The monuments are well worth visiting, and if you head a little south of the city there is the choice of the poignant Auschwitz memorial at the former concentration camp complex, or the rather more uplifting salt mines, which have been worked since the Middle Ages and include everything from an underground sanitorium to a real-life cathedral hewn from the rock salt.


Scotland’s largest city and long one of the industrial powerhouses of the UK, Glasgow is growing in stature as a vibrant centre for shopping, nightlife, culture, business and gastronomy. Glasgow has a young, dynamic feel that is further enhanced by its cosmopolitan dining offer, its lively pubs and nightlife, and many excellent free galleries and museums.

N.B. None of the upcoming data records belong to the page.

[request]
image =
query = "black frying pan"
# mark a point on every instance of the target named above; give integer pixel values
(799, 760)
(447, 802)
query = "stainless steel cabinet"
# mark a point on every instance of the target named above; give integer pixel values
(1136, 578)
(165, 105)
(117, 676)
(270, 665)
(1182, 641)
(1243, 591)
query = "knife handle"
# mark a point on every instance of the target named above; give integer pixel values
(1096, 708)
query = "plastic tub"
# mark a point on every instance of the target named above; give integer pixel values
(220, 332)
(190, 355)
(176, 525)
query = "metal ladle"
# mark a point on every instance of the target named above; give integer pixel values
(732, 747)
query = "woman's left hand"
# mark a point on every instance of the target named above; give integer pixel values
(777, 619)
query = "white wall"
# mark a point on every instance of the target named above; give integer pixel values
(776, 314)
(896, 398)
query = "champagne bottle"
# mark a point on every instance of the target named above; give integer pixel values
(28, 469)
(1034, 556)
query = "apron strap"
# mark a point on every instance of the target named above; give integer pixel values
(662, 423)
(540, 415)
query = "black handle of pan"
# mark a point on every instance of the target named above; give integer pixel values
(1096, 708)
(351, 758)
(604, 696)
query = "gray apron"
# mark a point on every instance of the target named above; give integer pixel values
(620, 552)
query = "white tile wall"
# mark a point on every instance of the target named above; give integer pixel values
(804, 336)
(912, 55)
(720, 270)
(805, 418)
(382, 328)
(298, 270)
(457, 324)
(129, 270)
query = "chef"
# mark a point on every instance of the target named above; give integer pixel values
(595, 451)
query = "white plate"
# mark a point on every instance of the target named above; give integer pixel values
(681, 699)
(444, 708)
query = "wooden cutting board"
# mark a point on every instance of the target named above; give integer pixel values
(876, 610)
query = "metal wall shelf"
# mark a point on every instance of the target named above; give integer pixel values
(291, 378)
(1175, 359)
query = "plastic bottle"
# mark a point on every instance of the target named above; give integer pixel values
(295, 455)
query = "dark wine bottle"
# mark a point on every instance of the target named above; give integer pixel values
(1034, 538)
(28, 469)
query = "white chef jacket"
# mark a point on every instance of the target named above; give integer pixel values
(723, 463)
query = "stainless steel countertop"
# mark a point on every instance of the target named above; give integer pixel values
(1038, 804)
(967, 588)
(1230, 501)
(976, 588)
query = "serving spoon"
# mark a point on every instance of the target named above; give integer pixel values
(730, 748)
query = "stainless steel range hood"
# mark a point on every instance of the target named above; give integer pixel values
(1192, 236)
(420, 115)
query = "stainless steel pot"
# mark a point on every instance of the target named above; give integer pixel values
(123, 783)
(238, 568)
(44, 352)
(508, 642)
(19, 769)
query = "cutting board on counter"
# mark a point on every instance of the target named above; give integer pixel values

Visitors also use the city as an ideal base from which to explore the famous, rugged Highlands of Scotland, head into the sparsely settled islands of the Western Hebrides or even go in search of the world’s most elusive creature, the Loch Ness Monster. Even if you don’t spot Nessie, you’ll enjoy the beauty of this scenery and a visit to a noble whisky distillery.

New Orleans

This southern city is a very different part of the USA, in a region where diverse worlds come together on American soil. For this is a place with a distinct French colonial and Caribbean flavour, visible in everything from the architecture of the historic centre to the local dialect, the cuisine, the blues and jazz music, and the annual revelry of America’s best Mardi Gras.

Second only to Rio’s carnival, the New Orleans Mardi Gras is a riotous event that brings together the city’s diverse historic heritage in a colourful celebration of music, dance, food and Caribbean style abandon. Be sure to visit the elegant French Quarter, try the local Creole dishes and feast your ears on some live blues, soul and jazz.